Binder { source = \accum1 -> (source m) (\input1 -> (source (f input1)) accum1) } >>= g

≡ (apply definition of >>=)

Binder { source = \accum -> (source RelationMonad { source = \accum1 -> (source m) (\input1 -> (source (f input1)) accum1) }) (\input -> (source (g input)) accum) }

≡ (cancel source)

Binder { source = \accum -> (\accum1 -> (source m) (\input1 -> (source (f input1)) accum1)) (\input -> (source (g input)) accum) }

≡ (apply (\input -> (source (g input)) accum) to \accum1 ...)

Binder { source = \accum -> (source m) (\input1 -> (source (f input1)) (\input -> (source (g input)) accum)) }

≡ (rename)

Binder { source = \accum -> (source m) (\input -> (source (f input)) (\input1 -> (source (g input1)) accum)) }

Other side:

m >>= (\x -> f x >>= g)

≡ (apply definition of >>=)

m >>= ( \x -> Binder { source = \accum -> (source (f x)) (\input -> (source (g input)) accum) })

≡ (rename)

m >>= ( \x -> Binder { source = \accum1 -> (source (f x)) (\input1 -> (source (g input1)) accum1) })
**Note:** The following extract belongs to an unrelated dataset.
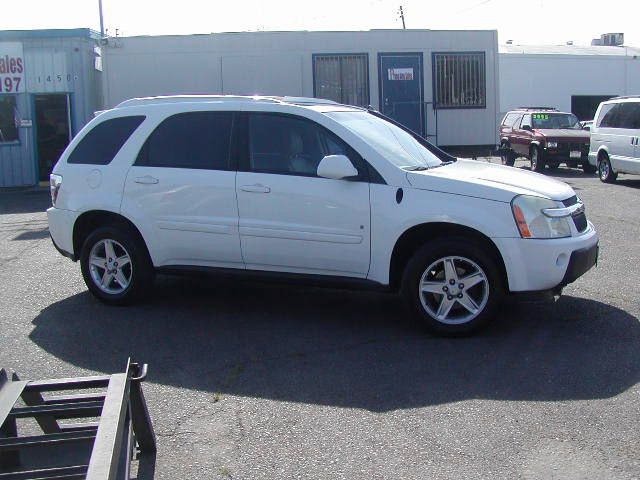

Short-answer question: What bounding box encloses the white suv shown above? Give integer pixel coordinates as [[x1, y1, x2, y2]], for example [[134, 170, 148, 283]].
[[47, 96, 598, 334], [589, 96, 640, 183]]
≡ (apply definition of >>=)

Binder { source = \accum -> (source m) (\input -> (source (( \x -> Binder { source = \accum1 -> (source (f x)) (\input1 -> (source (g input1)) accum1) }) input)) accum) }

≡ (apply input to \x ...)

Binder { source = \accum -> (source m) (\input -> (source ( Binder { source = \accum1 -> (source (f input)) (\input1 -> (source (g input1)) accum1) } )) accum) }

≡ (cancel source)

Binder { source = \accum -> (source m) (\input -> (\accum1 -> (source (f input)) (\input1 -> (source (g input1)) accum1)) accum) }

≡ (apply accum to \accum1)

Binder { source = \accum -> (source m) (\input -> (source (f input)) (\input1 -> (source (g input1)) accum)) }

≡

(m >>= f) >>= g

Ok, so it's quite possible I made a mistake but it looks like it is a monad. I don't know what this monad really is though since I'm still just thinking of it in terms of sources and accumulators. Anyone have an idea?